The H-2A program is more expensive and involves a lot of paperwork, but he prefers the federal route because he doesn’t have to worry about being fined for using illegal labor and he gets top-quality help.

Yates has to pay the N.C. Growers Association, which handles the paperwork, a $1,000 fee per worker up front.

“Those of us who are doing the right thing are punished for it,” he said. “Between $12.50 and $14 an hour is what it costs when you figure everything in — transportation, insurance, repairs on housing.”

Even though he’s got a set crew, Yates said the “bottom line is there is a shortage of people who will do the agricultural type work.”

Chris Bentley, a spokesman for the U.S. Department of Citizenship and Immigration Services, said the H-2A program does not have a cap.

“Farmers can bring in as many H-2A workers as they need,” Bentley said.

He noted that anyone with authorization to work in the United States can do farm work, so the pool of workers is not limited to the H-2A workers.

Farmers take ‘anybody’

Many growers who used to participate in the H-2A program have gotten out over the past decade because they consider the regulations overwhelming. Johnson says the housing form makes it clear than migrant housing has “got to be better than a Holiday Inn.”

“And you’ve got to pay $9.32 an hour,” Johnson said. “With what we’re getting for produce, we can’t afford that.”

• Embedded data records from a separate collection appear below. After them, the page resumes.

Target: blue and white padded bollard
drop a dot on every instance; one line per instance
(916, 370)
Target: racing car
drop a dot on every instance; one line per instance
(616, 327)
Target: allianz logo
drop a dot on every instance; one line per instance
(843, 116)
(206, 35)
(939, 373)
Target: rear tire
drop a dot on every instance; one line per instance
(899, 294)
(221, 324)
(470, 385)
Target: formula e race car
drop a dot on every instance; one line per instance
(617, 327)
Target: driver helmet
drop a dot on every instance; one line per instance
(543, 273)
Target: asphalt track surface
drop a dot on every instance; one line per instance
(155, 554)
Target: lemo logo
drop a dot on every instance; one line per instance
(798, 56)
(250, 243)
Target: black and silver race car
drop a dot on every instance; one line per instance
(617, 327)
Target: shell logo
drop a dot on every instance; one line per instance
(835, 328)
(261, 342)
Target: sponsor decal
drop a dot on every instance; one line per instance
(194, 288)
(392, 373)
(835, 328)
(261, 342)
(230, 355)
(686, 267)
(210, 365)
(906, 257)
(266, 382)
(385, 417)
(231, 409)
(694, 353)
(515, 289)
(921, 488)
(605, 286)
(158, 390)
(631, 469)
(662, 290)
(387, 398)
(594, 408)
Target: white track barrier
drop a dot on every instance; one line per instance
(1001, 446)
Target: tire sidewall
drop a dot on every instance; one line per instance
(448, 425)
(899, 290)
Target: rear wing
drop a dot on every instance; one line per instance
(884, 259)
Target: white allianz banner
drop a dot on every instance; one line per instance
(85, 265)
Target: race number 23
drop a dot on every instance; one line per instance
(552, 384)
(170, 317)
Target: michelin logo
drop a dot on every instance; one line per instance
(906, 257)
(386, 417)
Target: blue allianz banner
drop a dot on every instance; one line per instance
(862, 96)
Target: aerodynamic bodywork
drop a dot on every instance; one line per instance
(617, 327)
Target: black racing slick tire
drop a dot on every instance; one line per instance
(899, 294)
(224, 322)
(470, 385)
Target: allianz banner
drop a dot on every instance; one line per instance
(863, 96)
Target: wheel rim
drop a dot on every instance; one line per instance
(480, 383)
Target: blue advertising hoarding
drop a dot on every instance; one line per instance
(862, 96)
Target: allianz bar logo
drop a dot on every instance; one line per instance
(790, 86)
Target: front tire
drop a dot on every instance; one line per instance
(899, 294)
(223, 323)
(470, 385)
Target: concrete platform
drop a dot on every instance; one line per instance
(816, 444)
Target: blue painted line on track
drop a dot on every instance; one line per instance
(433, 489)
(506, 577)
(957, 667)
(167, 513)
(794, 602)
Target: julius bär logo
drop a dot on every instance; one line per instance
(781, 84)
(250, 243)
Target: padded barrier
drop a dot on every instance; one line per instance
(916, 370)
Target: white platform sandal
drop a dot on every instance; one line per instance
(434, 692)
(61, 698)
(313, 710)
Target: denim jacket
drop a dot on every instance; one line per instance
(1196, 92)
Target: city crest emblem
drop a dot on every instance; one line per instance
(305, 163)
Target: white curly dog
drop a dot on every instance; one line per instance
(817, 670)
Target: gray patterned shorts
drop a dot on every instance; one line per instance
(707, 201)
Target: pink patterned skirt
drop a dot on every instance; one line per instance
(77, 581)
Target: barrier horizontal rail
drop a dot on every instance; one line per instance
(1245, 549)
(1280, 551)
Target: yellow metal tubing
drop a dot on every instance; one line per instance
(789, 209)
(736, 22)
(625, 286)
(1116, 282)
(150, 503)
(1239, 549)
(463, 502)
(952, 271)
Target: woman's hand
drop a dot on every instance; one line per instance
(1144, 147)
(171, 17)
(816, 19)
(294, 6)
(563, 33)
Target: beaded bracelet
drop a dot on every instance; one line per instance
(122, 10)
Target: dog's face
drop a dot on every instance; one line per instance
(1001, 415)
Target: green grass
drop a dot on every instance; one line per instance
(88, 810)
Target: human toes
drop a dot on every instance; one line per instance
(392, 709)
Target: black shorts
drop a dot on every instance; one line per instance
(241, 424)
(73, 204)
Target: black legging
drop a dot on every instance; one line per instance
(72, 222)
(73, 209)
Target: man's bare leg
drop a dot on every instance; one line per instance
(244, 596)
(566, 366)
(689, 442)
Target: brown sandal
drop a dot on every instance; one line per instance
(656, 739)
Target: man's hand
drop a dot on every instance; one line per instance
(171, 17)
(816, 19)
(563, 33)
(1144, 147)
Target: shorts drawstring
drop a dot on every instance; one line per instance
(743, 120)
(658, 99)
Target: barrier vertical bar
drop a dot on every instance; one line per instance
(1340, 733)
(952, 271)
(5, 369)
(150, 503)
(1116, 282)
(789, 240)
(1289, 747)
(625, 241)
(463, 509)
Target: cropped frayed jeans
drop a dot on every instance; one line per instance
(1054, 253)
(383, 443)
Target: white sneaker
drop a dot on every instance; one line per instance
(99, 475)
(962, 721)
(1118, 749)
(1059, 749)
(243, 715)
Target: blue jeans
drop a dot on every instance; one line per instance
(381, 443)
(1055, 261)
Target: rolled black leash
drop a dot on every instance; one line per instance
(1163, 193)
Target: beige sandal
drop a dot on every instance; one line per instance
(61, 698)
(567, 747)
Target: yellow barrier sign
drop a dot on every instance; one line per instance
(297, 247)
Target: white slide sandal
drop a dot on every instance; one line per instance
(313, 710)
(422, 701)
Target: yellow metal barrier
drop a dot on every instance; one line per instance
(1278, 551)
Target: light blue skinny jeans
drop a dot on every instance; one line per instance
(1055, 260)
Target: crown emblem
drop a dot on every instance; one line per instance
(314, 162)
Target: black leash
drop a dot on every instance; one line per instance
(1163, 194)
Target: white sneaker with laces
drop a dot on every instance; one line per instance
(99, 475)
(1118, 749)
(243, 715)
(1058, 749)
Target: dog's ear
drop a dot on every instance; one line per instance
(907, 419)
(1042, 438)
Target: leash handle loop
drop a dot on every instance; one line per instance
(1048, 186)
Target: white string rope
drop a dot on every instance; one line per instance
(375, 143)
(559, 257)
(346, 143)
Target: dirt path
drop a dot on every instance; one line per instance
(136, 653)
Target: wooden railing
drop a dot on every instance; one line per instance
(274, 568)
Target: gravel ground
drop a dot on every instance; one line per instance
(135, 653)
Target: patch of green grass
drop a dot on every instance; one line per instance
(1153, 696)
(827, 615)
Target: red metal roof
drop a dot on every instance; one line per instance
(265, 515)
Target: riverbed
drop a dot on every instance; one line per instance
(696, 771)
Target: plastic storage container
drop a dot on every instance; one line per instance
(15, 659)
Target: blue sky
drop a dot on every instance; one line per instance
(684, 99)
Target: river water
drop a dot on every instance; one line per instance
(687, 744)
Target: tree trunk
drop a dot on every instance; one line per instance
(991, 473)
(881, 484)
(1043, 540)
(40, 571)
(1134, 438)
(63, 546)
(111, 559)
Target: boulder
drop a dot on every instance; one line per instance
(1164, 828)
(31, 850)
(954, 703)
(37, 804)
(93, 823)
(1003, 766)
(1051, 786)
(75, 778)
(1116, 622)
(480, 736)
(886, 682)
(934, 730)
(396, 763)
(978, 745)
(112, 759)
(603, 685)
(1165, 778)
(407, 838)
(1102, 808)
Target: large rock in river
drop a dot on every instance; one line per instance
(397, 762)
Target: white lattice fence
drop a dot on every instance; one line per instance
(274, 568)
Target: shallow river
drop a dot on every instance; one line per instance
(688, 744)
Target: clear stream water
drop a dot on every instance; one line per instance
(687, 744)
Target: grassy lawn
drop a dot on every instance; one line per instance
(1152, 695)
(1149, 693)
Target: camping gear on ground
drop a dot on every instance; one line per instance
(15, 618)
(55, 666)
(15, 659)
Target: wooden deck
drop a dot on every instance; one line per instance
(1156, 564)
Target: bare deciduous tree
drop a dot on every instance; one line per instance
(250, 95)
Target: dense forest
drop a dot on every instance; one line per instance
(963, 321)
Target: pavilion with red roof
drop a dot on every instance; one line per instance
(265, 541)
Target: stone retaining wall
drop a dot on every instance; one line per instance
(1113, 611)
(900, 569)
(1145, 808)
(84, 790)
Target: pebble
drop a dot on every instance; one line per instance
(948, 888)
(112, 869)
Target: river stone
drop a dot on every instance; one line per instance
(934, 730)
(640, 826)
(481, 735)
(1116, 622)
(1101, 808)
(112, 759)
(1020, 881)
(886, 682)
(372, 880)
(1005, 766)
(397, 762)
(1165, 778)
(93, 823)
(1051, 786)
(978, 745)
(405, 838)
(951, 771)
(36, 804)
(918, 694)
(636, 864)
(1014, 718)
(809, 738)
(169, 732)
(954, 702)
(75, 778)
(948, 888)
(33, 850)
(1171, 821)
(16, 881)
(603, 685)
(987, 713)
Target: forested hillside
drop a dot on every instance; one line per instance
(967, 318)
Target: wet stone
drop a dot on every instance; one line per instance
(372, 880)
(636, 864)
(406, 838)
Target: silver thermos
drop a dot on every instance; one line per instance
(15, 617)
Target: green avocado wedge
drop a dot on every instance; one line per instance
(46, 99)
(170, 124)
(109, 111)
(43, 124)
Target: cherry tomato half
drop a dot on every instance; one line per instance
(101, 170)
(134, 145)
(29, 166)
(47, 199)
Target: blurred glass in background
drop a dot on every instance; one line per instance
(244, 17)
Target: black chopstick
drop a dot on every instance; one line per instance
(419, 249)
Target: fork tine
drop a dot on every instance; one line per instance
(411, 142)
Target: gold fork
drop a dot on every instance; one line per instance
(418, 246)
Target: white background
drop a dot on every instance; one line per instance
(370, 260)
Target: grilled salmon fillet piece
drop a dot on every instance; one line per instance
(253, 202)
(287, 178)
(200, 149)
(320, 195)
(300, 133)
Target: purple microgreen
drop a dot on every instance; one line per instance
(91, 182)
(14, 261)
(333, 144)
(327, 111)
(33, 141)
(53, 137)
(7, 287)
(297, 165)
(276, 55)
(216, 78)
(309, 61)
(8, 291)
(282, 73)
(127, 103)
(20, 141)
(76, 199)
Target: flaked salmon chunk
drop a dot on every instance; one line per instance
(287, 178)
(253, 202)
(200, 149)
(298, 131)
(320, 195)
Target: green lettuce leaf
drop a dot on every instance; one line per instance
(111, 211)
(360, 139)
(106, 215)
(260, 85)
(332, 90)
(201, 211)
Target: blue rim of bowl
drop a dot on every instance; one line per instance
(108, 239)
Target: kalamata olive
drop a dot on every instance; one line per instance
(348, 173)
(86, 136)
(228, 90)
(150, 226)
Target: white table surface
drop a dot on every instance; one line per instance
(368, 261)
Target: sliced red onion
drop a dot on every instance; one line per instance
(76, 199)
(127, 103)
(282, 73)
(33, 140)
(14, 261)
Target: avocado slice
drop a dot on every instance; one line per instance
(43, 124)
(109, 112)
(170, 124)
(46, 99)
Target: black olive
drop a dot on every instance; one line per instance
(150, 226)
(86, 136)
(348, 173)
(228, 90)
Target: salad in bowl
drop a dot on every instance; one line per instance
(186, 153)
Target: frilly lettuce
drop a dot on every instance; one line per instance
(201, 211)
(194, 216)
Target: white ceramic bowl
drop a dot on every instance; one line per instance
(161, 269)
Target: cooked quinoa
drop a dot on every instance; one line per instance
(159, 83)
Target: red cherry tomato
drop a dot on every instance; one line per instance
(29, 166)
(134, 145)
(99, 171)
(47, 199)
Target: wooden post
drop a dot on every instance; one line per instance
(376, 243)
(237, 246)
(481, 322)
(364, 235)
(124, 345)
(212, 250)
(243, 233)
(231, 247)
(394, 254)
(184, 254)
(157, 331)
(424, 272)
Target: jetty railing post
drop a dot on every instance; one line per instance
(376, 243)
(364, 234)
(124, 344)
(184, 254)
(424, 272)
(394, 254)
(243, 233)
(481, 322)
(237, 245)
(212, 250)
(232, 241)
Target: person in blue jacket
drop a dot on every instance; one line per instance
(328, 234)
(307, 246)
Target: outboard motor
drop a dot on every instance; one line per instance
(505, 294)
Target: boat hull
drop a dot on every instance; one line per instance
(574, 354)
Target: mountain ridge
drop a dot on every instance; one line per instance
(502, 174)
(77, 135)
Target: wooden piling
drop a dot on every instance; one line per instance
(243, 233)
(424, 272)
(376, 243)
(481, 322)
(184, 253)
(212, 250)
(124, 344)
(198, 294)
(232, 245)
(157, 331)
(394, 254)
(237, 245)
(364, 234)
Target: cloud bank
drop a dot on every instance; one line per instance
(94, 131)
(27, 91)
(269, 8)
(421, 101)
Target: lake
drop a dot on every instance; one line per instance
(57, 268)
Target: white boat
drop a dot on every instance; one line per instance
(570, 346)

Lively uses workers with work permits, and they make pretty good money — the most efficient apple harvesters can make $100 to $120 a day for filling 10 to 12 large bins.

When it comes to immigration, he thinks America needs to be tough but realistic.

“They should let them get in here, but don’t give them citizenship — I’ve always said that,” Lively said. “Let them work. They’re not terrorists — these people just come here to make a living, to send money home. These people are good people.”

Yates says his workers have a tremendous work ethic.

“I’ve had the same H-2A men for eight or nine years,” Yates said. “They keep their nose clean, and they’re here to work. One of my men has sent three of his kids through college.”

They aren’t here to take jobs from Americans, Yates and other growers say, mainly because most Americans simply won’t do this work anymore.

Mike Dixon, an agriculture employment consultant with the N.C. Employment Security Commission, covers Watauga, Ashe, Wilkes and Alleghany counties and says all H-2A orders for workers are posted on the ESC system.

“Anybody in the state can apply,” Dixon said. “We’ve had several (local residents) who have shown interest, have applied and have been hired.”

In short, Dixon said, farmers “will take anybody who’ll work.” But migrants do end up doing most of the hard physical farm work in the state.

Lively, the apple grower, said he’s already taken a hit in his vegetable fields because of the shortage in workers and he’s concerned about the apple harvest, which goes into November. He’s got about 15 acres of peppers and squash, and the peppers have only been picked once instead of five or six times.

“There’s just nobody here,” he said. “They can’t get here.”